Earlier this year the Centers for Medicare and Medicaid Services (CMS) stopped publically releasing mistakes made in hospitals, despite saying it would not do so. After public outcry CMS relented, stating it would again release the information by the end of 2014. Medical malpractice lawyers at Pintas & Mullins cannot overstate how important it is to have this information available to the public, both for patient safety and to keep hospitals and doctors accountable.
Among the information retracted related to eight types of hospital-acquired infections, which affect at least one of every 25 patients, and kill more than 75,000 people every year. Some of the most deadly infections spreading in hospital are:
• Clostridium difficile, or c.diff
• Bloodstream infections, such as sepsis
• Surgical site infections
• Catheter-associated urinary tract infections
CMS also stopped reporting how often doctors leave foreign objects in patients during surgery, when patients are given the wrong blood type, and other egregious medical mistakes that should never occur. These rare events that should never happen in hospital are referred to as 'never events' and rare as they are, they are critically important for consumers to know about when choosing a hospital or physician.
There has been much media coverage recently on the safety and price comparisons between hospitals - specifically, how significantly they can range. Hospital pricing is extraordinarily convoluted and the largest driver of medical care inflation. This isn't news. The New York Times ran an 8-part series starting in June 2013 titled "Paying Till It Hurts: A Case Study in High Costs." The series covers eight different types of patients, from pregnancy to E.R. visits, attempting to uncover why the U.S. spends more money on healthcare than any other country in the world by far.
Nowhere is this more obvious and outlandish than in the pharmaceutical industry. Due to the never-ending aggression of the pharmaceutical lobby, the average price for a cholesterol drug like Lipitor in the U.S. is about $124. In nearly all other developed countries, the price of Lipitor averages around $6. Several studies conclude that, despite the large difference in pricing, Americans do not receive better medical care than patients in other developed countries.

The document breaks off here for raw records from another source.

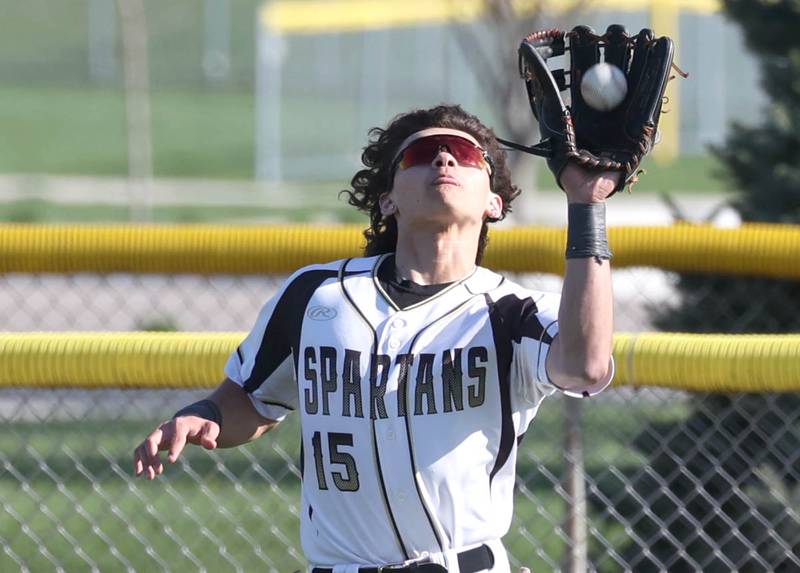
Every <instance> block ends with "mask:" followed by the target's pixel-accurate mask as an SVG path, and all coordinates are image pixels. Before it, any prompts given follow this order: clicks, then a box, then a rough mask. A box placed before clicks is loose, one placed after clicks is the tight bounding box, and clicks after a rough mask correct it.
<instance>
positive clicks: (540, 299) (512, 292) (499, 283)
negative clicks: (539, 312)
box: [486, 269, 561, 309]
mask: <svg viewBox="0 0 800 573" xmlns="http://www.w3.org/2000/svg"><path fill="white" fill-rule="evenodd" d="M487 270H488V269H487ZM488 272H489V273H491V274H492V275H493V276H494V277H496V279H495V278H493V279H492V280H489V281H487V282H486V284H492V282H494V288H491V289H490V290H488V291H486V294H487V295H488V296H489V298H490V299H491V300H493V301H495V302H496V301H500V300H503V299H506V300H507V299H509V298H512V299H516V300H519V301H525V303H526V304H530V303H533V304H534V305H535V306H536V307H538V308H542V309H545V308H552V307H558V304H559V302H560V301H561V295H560V294H559V293H557V292H550V291H544V290H538V289H534V288H530V287H526V286H523V285H521V284H519V283H518V282H515V281H514V280H512V279H510V278H508V277H506V276H504V275H501V274H498V273H495V272H493V271H488ZM497 279H499V280H497Z"/></svg>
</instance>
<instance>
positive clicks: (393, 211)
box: [378, 193, 397, 217]
mask: <svg viewBox="0 0 800 573" xmlns="http://www.w3.org/2000/svg"><path fill="white" fill-rule="evenodd" d="M390 195H391V194H390V193H384V194H383V195H381V196H380V197H378V205H379V206H380V208H381V215H383V216H384V217H388V216H390V215H394V213H395V211H397V205H395V204H394V201H392V198H391V196H390Z"/></svg>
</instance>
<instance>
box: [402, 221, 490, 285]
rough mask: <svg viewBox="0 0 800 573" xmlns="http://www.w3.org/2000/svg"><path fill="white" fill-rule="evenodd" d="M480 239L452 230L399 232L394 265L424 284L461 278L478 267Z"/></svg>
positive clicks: (471, 271) (427, 283)
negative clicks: (446, 230) (470, 236)
mask: <svg viewBox="0 0 800 573" xmlns="http://www.w3.org/2000/svg"><path fill="white" fill-rule="evenodd" d="M477 248H478V242H477V240H475V239H473V238H472V237H470V238H469V239H465V237H464V236H463V235H462V236H454V235H453V234H452V233H436V234H433V235H429V234H426V233H425V234H424V233H406V234H404V233H402V232H401V233H400V234H399V236H398V240H397V250H396V254H395V265H396V267H397V271H398V273H399V274H400V275H401V276H403V277H404V278H407V279H409V280H411V281H414V282H415V283H417V284H421V285H431V284H442V283H449V282H453V281H457V280H461V279H463V278H464V277H466V276H468V275H469V274H470V273H471V272H472V271H473V270H474V269H475V253H476V252H477Z"/></svg>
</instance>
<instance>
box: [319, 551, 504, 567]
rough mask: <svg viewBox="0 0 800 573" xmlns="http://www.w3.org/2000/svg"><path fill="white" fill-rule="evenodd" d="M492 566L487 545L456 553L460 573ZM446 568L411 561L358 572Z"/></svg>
mask: <svg viewBox="0 0 800 573" xmlns="http://www.w3.org/2000/svg"><path fill="white" fill-rule="evenodd" d="M492 567H494V554H493V553H492V550H491V549H489V546H488V545H481V546H480V547H475V548H473V549H468V550H466V551H462V552H461V553H459V554H458V569H459V571H461V573H477V572H478V571H483V570H485V569H491V568H492ZM446 571H447V569H445V568H444V567H442V566H441V565H437V564H436V563H413V564H411V565H387V566H384V567H361V568H359V570H358V573H445V572H446ZM311 573H333V569H328V568H325V567H314V569H312V570H311Z"/></svg>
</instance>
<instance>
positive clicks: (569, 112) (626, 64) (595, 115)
mask: <svg viewBox="0 0 800 573" xmlns="http://www.w3.org/2000/svg"><path fill="white" fill-rule="evenodd" d="M566 51H569V52H570V57H569V65H570V68H569V71H565V70H563V69H556V70H550V69H549V68H548V66H547V60H548V59H549V58H551V57H555V56H561V55H563V54H564V53H565V52H566ZM601 55H602V56H603V60H604V61H605V62H606V63H609V64H613V65H615V66H617V67H618V68H620V69H621V70H622V71H623V73H624V75H625V79H626V81H627V84H628V92H627V95H626V96H625V99H624V100H623V101H622V102H621V103H620V104H619V105H617V106H616V107H615V108H614V109H611V110H609V111H598V110H595V109H593V108H591V107H589V105H588V104H587V103H586V102H585V101H584V99H583V96H582V95H581V89H580V86H581V80H582V79H583V75H584V73H585V72H586V70H588V69H589V68H590V67H592V66H593V65H595V64H597V63H598V62H600V61H601ZM672 55H673V46H672V40H671V39H670V38H667V37H661V38H656V37H655V36H654V34H653V31H652V30H649V29H644V30H642V31H641V32H639V33H638V34H637V35H635V36H629V35H628V33H627V31H626V30H625V27H624V26H620V25H618V24H613V25H611V26H609V27H608V29H607V30H606V33H605V34H603V35H602V36H598V35H596V34H595V33H594V31H593V30H592V29H591V28H589V27H588V26H577V27H575V28H573V30H572V31H571V32H562V31H561V30H545V31H541V32H534V33H533V34H530V35H529V36H528V37H526V38H525V39H524V40H523V41H522V44H521V45H520V48H519V67H520V74H521V75H522V78H523V79H524V80H525V86H526V87H527V90H528V97H529V99H530V104H531V109H533V113H534V115H535V116H536V119H537V120H538V121H539V132H540V134H541V141H540V142H539V143H538V144H537V145H534V146H532V147H525V146H521V145H519V144H515V143H513V142H510V141H506V140H502V139H499V141H500V142H501V143H503V144H506V145H509V146H510V147H513V148H515V149H518V150H521V151H526V152H528V153H532V154H534V155H541V156H543V157H546V158H547V164H548V166H549V167H550V169H551V170H552V171H553V173H554V174H555V176H556V180H557V181H558V180H559V179H560V178H561V173H562V171H563V170H564V168H565V167H566V165H567V163H568V162H570V161H573V162H575V163H577V164H579V165H581V166H583V167H586V168H589V169H593V170H602V171H607V170H615V171H620V172H621V173H622V174H623V176H622V177H621V178H620V182H619V184H618V185H617V187H616V189H615V190H614V191H618V190H619V189H622V188H623V187H625V185H629V184H632V183H634V182H635V181H636V179H637V175H638V173H640V171H639V170H638V167H639V163H640V162H641V160H642V159H643V158H644V156H645V155H646V154H647V153H648V152H649V151H650V149H652V147H653V143H654V140H655V138H656V134H657V131H658V118H659V115H660V113H661V103H662V100H663V97H664V90H665V89H666V87H667V80H668V79H669V71H670V67H671V66H672ZM565 67H566V66H565ZM567 76H569V84H567ZM568 88H569V90H570V91H569V93H570V105H568V106H567V105H565V103H564V100H563V99H562V98H561V93H560V92H562V91H566V90H567V89H568ZM559 185H561V183H560V181H559Z"/></svg>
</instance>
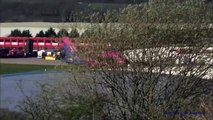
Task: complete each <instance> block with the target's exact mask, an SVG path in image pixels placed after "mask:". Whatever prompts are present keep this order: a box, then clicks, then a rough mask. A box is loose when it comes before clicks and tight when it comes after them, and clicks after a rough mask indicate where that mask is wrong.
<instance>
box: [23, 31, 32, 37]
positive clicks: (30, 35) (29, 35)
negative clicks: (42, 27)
mask: <svg viewBox="0 0 213 120" xmlns="http://www.w3.org/2000/svg"><path fill="white" fill-rule="evenodd" d="M22 37H32V35H31V33H30V31H29V30H23V31H22Z"/></svg>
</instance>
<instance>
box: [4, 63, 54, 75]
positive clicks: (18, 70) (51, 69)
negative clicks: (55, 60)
mask: <svg viewBox="0 0 213 120" xmlns="http://www.w3.org/2000/svg"><path fill="white" fill-rule="evenodd" d="M54 68H55V66H54V65H23V64H2V63H1V64H0V75H2V74H12V73H20V72H32V71H44V70H45V69H46V70H47V71H48V70H54Z"/></svg>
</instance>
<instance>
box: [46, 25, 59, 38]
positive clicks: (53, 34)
mask: <svg viewBox="0 0 213 120" xmlns="http://www.w3.org/2000/svg"><path fill="white" fill-rule="evenodd" d="M45 37H56V32H55V30H54V29H53V28H52V27H50V28H49V29H48V30H47V31H46V32H45Z"/></svg>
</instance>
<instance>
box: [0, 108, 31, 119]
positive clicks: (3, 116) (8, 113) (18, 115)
mask: <svg viewBox="0 0 213 120" xmlns="http://www.w3.org/2000/svg"><path fill="white" fill-rule="evenodd" d="M0 119H1V120H27V119H26V116H24V115H23V114H22V113H19V112H15V111H10V110H7V109H0Z"/></svg>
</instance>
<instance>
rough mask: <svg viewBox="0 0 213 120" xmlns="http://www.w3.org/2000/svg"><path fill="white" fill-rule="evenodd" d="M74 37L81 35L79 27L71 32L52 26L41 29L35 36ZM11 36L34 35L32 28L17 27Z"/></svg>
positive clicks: (76, 36)
mask: <svg viewBox="0 0 213 120" xmlns="http://www.w3.org/2000/svg"><path fill="white" fill-rule="evenodd" d="M65 36H66V37H72V38H76V37H79V36H80V34H79V32H78V30H77V29H72V30H71V31H70V32H68V30H66V29H60V30H59V31H58V32H57V33H56V32H55V29H53V28H52V27H50V28H49V29H48V30H46V31H43V30H41V31H40V32H39V33H37V34H36V36H35V37H65ZM9 37H32V34H31V32H30V30H23V31H21V30H19V29H15V30H12V31H11V33H10V35H9Z"/></svg>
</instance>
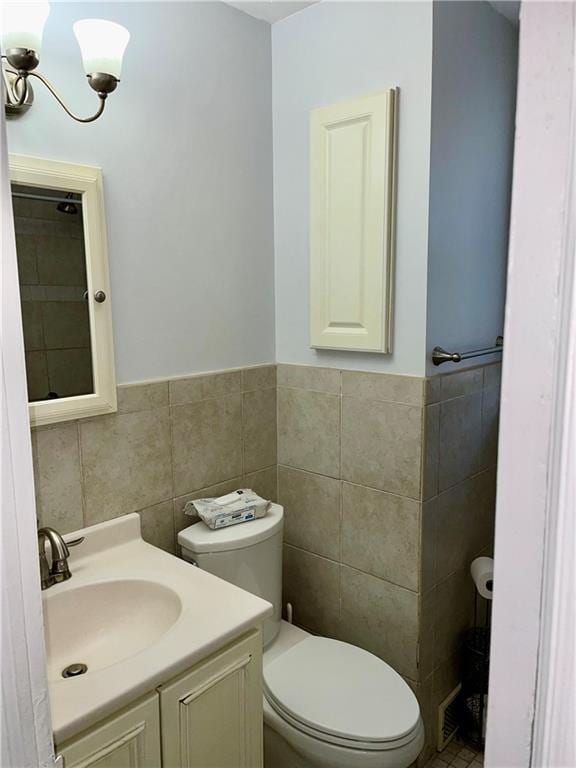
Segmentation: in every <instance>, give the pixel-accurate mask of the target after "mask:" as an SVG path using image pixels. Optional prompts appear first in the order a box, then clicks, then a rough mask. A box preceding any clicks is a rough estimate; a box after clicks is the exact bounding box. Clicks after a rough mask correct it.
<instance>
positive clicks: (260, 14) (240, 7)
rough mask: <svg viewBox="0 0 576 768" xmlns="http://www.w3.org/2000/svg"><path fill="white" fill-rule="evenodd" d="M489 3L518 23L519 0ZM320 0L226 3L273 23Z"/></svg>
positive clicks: (249, 0) (513, 20) (244, 0)
mask: <svg viewBox="0 0 576 768" xmlns="http://www.w3.org/2000/svg"><path fill="white" fill-rule="evenodd" d="M488 1H489V2H490V5H491V6H492V7H493V8H495V10H497V11H498V13H501V14H502V15H503V16H505V17H506V18H507V19H508V21H510V22H512V24H518V18H519V15H520V0H488ZM317 2H320V0H239V1H238V2H232V1H231V0H228V5H233V6H234V8H238V9H239V10H240V11H244V13H248V14H250V16H254V17H255V18H257V19H261V20H262V21H267V22H268V23H269V24H274V22H276V21H280V20H281V19H285V18H286V17H287V16H292V14H293V13H298V11H301V10H303V9H304V8H308V6H310V5H314V4H315V3H317Z"/></svg>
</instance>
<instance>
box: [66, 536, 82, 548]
mask: <svg viewBox="0 0 576 768" xmlns="http://www.w3.org/2000/svg"><path fill="white" fill-rule="evenodd" d="M85 538H86V537H85V536H80V538H79V539H72V540H71V541H67V542H66V546H67V547H77V546H78V544H82V542H83V541H84V539H85Z"/></svg>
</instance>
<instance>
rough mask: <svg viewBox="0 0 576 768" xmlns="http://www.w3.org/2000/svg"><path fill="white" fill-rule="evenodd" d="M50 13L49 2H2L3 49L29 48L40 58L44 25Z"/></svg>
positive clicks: (5, 51)
mask: <svg viewBox="0 0 576 768" xmlns="http://www.w3.org/2000/svg"><path fill="white" fill-rule="evenodd" d="M49 13H50V3H48V2H27V0H20V2H7V3H0V25H1V29H2V51H3V52H6V51H7V50H9V49H10V48H27V49H29V50H32V51H35V52H36V55H37V57H38V58H40V48H41V47H42V35H43V34H44V25H45V24H46V19H47V18H48V14H49Z"/></svg>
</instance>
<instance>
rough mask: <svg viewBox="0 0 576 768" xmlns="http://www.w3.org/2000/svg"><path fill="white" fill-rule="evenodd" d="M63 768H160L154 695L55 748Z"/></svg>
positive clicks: (115, 715)
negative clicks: (76, 736) (129, 708)
mask: <svg viewBox="0 0 576 768" xmlns="http://www.w3.org/2000/svg"><path fill="white" fill-rule="evenodd" d="M58 752H59V754H61V755H62V756H63V758H64V768H89V766H90V768H92V767H93V768H160V765H161V755H160V713H159V707H158V694H156V693H153V694H152V695H150V696H148V697H147V698H146V699H144V700H143V701H142V702H140V704H136V705H135V706H133V707H130V709H128V710H126V711H124V712H122V713H121V714H119V715H114V716H113V717H111V718H110V719H109V720H106V721H105V722H104V723H102V724H101V725H98V726H96V727H95V728H93V729H91V730H90V731H88V732H87V733H86V734H84V735H82V736H80V737H78V738H75V739H71V740H70V741H68V742H65V743H64V744H62V746H61V747H58Z"/></svg>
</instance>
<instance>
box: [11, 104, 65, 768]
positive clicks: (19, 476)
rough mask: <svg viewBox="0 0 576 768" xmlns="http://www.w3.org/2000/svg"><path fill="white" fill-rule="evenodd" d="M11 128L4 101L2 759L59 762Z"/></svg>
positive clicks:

That is another blog for another time. What this is meant to prove is why it is so incredibly important for patients to have access to medical data. In an opaque market with even more opaque pricing practices, patients need to research the hospitals they are considering for surgeries, births, and even vaccinations. This rings particularly true for elective surgeries, such as hip replacements, for which the average U.S. price is more than $40,000.
In a system where patients do not see prices (and are often told to "not worry about the money,") until after the service is provided, data on past pricing and quality is invaluable. Between doctors, hospitals, medical companies and insurance providers, very rarely is anyone looking out for the best value for the patient; in fact, all of these entities have incentives to drive up prices. This means that patients must look out for themselves, and the only way they can do that is if medical care data is publically available.
Another so-called never event, leaving foreign objects in patients, actually occurs about a dozen times every day in the U.S. This can occur during any type of surgery, and most often involve the cotton sponges doctors use to soak up blood. The sponge may be small, but it can cause a host of serious health issues, from permanent loss of intestines to death. The average amount of a hospitalization caused by a lost sponge averages over $60,000.
One victim was recently interviewed by USA TODAY: Erica Parks underwent a cesarean section in 2010 and left the hospital with a queasy feeling in her stomach. One month later, she was swollen and her bowels shut down entirely. She was sent to the ER, where X-rays showed a large infected sponge left in her abdomen requiring a six-hour surgery to remove followed by three weeks in the hospital.
Making matters worse, there is no federal requirement for hospitals to report such mistakes, despite reports that foreign objects left in patients was in the most serious category of medical mistakes. This type of mistake is completely preventable, yet it continues to consistently occur every single day. While there are numerous technologies that exist to cut the likelihood of this type of mistake, few hospitals (less than 15%) actually employee them.